Les États-Unis et la Chine ont des vues diamétralement opposées sur la taille des ressources du Fonds monétaire international, Washington les trouvant suffisantes tandis que Pékin s'inquiète qu'elles puissent être trop faibles face à la crise en zone euro.

Hugues Honoré AGENCE FRANCE-PRESSE

«Au fur et à mesure que la crise de la dette publique européenne se développe, la demande de financement du FMI de ses membres a augmenté de manière spectaculaire», a affirmé le gouverneur de la banque centrale chinoise, Zhou Xiaochuan, dans un discours devant l'assemblée des États membres.

«Ses ressources financières disponibles pourraient ne pas être adéquates pour faire face aux besoins potentiels des pays frappés par la crise», a-t-il estimé.

Les États-Unis sont sur une ligne opposée.

«Le FMI a des ressources adéquates», disait mercredi une responsable du département du Trésor sous couvert de l'anonymat. Elle rappelait l'accord entériné en novembre 2010 pour doubler les contributions permanentes des États membres, les quotes-parts.

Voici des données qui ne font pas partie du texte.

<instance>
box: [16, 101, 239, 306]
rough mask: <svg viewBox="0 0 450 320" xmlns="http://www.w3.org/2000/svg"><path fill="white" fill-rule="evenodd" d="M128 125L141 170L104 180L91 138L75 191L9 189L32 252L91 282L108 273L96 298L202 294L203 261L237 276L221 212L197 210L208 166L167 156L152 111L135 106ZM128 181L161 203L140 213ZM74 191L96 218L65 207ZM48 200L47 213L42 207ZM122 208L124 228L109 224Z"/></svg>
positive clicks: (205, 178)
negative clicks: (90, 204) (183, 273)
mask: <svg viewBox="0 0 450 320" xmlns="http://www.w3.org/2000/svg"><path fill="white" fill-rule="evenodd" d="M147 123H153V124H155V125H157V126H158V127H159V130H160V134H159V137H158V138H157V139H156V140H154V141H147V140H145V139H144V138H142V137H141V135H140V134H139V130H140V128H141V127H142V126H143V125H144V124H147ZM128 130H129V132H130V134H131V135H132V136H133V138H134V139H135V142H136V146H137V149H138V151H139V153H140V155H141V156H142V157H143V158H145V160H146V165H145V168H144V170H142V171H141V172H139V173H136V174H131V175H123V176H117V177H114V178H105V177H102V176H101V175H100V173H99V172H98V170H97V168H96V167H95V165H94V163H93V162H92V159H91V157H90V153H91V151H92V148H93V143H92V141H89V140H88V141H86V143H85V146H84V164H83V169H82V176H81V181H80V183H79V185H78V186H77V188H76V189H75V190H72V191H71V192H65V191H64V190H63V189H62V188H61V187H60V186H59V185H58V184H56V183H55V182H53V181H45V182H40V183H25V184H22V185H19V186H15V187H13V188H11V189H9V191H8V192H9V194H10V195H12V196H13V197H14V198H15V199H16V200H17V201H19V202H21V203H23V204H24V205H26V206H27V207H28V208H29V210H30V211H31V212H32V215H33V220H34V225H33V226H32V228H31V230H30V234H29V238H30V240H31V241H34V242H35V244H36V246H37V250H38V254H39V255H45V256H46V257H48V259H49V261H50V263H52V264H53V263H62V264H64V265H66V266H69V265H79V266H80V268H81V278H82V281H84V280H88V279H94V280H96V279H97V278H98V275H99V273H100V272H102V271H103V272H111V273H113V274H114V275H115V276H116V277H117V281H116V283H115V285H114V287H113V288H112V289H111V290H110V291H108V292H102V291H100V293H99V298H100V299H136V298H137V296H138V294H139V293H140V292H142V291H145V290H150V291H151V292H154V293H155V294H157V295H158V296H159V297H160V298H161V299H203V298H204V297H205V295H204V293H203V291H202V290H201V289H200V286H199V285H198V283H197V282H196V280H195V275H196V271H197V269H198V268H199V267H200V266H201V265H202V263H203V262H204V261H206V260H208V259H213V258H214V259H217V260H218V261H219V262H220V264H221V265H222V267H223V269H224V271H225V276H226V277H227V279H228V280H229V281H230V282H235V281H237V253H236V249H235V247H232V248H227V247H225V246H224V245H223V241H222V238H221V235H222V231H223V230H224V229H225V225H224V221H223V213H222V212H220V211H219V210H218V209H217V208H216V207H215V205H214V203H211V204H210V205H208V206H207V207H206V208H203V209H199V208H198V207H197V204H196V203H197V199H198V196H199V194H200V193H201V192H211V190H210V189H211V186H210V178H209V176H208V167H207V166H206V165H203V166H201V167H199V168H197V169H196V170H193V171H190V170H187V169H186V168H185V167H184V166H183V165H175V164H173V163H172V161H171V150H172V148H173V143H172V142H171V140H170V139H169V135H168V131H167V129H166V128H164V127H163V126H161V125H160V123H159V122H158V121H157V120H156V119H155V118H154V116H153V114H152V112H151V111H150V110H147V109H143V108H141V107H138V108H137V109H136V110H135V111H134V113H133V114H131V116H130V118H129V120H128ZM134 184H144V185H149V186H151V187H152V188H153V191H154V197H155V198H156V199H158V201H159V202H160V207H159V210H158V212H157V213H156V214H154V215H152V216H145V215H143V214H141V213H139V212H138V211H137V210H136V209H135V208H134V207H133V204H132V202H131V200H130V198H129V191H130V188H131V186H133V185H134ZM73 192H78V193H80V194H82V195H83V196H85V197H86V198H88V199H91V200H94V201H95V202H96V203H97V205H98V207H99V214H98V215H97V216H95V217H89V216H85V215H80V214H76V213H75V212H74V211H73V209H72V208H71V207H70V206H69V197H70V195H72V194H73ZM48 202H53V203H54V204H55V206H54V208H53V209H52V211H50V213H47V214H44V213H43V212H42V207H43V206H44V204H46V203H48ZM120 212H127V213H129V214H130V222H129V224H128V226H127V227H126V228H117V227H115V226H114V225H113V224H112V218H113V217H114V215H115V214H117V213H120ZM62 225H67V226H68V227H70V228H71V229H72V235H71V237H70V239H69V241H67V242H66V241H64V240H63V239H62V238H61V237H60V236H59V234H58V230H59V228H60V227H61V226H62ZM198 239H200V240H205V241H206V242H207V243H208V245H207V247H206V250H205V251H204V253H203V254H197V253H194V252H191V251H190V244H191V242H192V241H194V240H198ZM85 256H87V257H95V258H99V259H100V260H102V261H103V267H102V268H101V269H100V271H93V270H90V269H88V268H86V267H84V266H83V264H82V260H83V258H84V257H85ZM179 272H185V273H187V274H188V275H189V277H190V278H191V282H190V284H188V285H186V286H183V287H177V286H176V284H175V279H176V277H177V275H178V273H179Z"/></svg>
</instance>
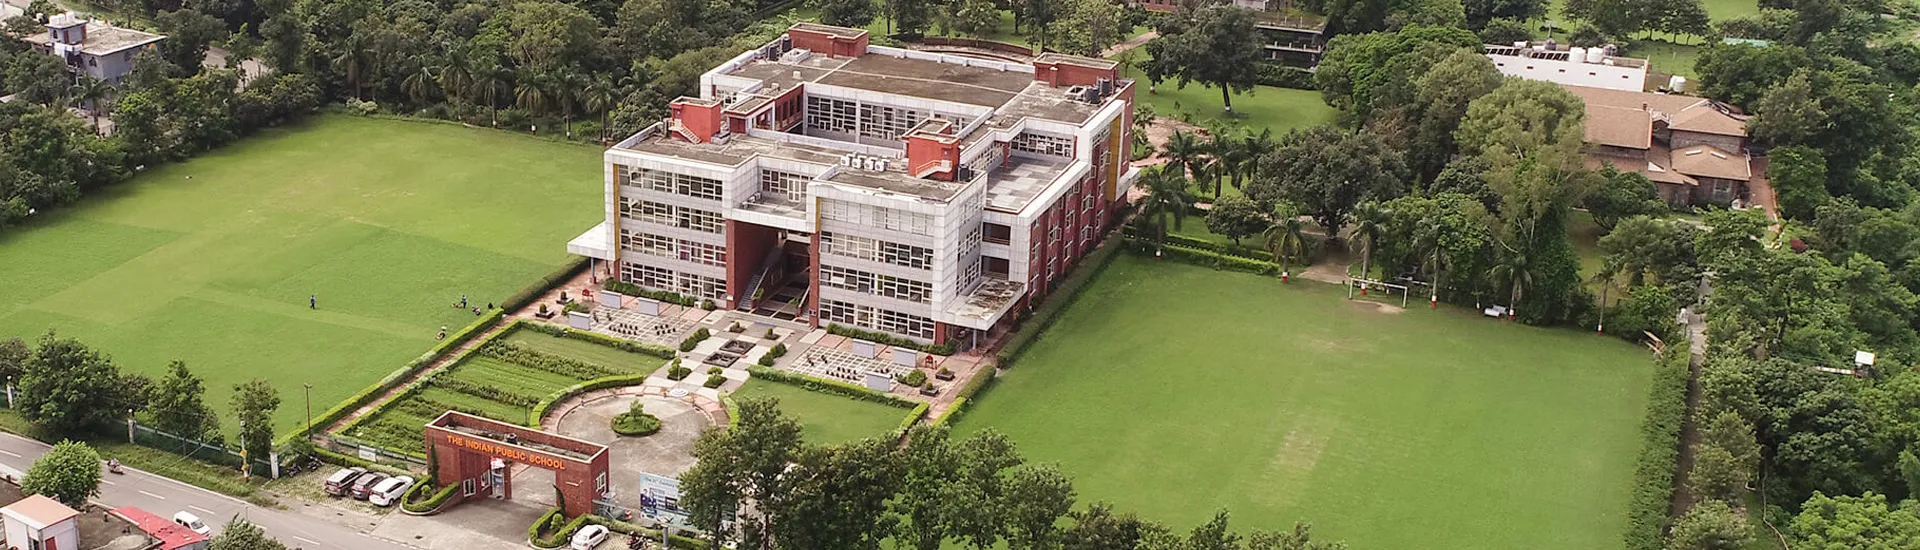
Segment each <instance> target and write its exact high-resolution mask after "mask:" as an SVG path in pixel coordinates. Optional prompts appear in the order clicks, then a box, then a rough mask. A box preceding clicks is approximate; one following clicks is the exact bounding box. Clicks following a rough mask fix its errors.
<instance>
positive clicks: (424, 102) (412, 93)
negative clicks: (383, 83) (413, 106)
mask: <svg viewBox="0 0 1920 550" xmlns="http://www.w3.org/2000/svg"><path fill="white" fill-rule="evenodd" d="M438 81H440V79H438V77H436V75H434V63H413V67H411V71H407V79H403V81H399V90H401V92H407V98H409V100H413V102H415V104H422V106H424V104H426V102H428V100H432V98H434V85H436V83H438Z"/></svg>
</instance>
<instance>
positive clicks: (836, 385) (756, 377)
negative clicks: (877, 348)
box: [747, 365, 922, 410]
mask: <svg viewBox="0 0 1920 550" xmlns="http://www.w3.org/2000/svg"><path fill="white" fill-rule="evenodd" d="M747 373H749V375H753V377H755V379H766V381H770V383H781V385H795V387H801V388H806V390H814V392H822V394H837V396H847V398H856V400H864V402H876V404H885V406H897V408H902V410H904V408H916V406H920V404H922V402H916V400H908V398H900V396H895V394H889V392H876V390H870V388H866V387H856V385H849V383H843V381H828V379H816V377H808V375H795V373H787V371H780V369H770V367H762V365H749V367H747Z"/></svg>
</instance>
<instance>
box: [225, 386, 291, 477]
mask: <svg viewBox="0 0 1920 550" xmlns="http://www.w3.org/2000/svg"><path fill="white" fill-rule="evenodd" d="M276 410H280V392H278V390H275V388H273V385H269V383H267V381H265V379H253V381H248V383H244V385H234V396H232V412H234V419H236V421H240V448H244V450H246V454H248V460H265V458H267V456H269V454H271V452H273V412H276Z"/></svg>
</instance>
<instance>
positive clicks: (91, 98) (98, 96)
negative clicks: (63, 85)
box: [67, 77, 113, 135]
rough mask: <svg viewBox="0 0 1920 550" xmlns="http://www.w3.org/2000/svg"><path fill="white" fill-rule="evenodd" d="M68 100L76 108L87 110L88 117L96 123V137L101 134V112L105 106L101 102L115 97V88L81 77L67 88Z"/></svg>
mask: <svg viewBox="0 0 1920 550" xmlns="http://www.w3.org/2000/svg"><path fill="white" fill-rule="evenodd" d="M67 96H69V98H67V100H69V102H71V104H73V106H75V108H83V110H86V115H88V117H92V121H94V135H98V133H100V112H102V110H104V106H102V104H100V102H104V100H108V98H109V96H113V87H111V85H108V83H106V81H100V79H90V77H81V79H79V83H75V85H73V87H71V88H67Z"/></svg>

Mais avant qu'il n'entre en oeuvre, un nombre suffisant de parlements nationaux doit le ratifier. Ils sont environ une quarantaine à l'avoir fait, sur les 113 nécessaires.

Le sujet est délicat aux États-Unis, premier contributeur aux ressources du Fonds. Majoritaires à la Chambre des représentants, les parlementaires républicains opposent régulièrement leur scepticisme voire leur hostilité aux institutions internationales comme le FMI.

Le Fonds a aujourd'hui 630 milliards de dollars de disponibles pour l'assistance aux pays à revenus moyens et élevés. En retranchant les fonds déjà promis à la Grèce ou à d'autres pays et les réserves prudentielles, il chiffre sa capacité d'engagement sur les douze mois à venir à 383 milliards de dollars.

Pour la directrice générale du FMI Christine Lagarde, c'est peut-être insuffisant.

«La crédibilité et donc l'efficacité du Fonds repose sur son aptitude perçue à affronter les scénarios du pire. Nos capacités de prêt de près de 400 milliards de dollars semblent confortables aujourd'hui, mais font pâle figure au regard des besoins de financement potentiels des pays vulnérables et des victimes collatérales de la crise», a-t-elle écrit.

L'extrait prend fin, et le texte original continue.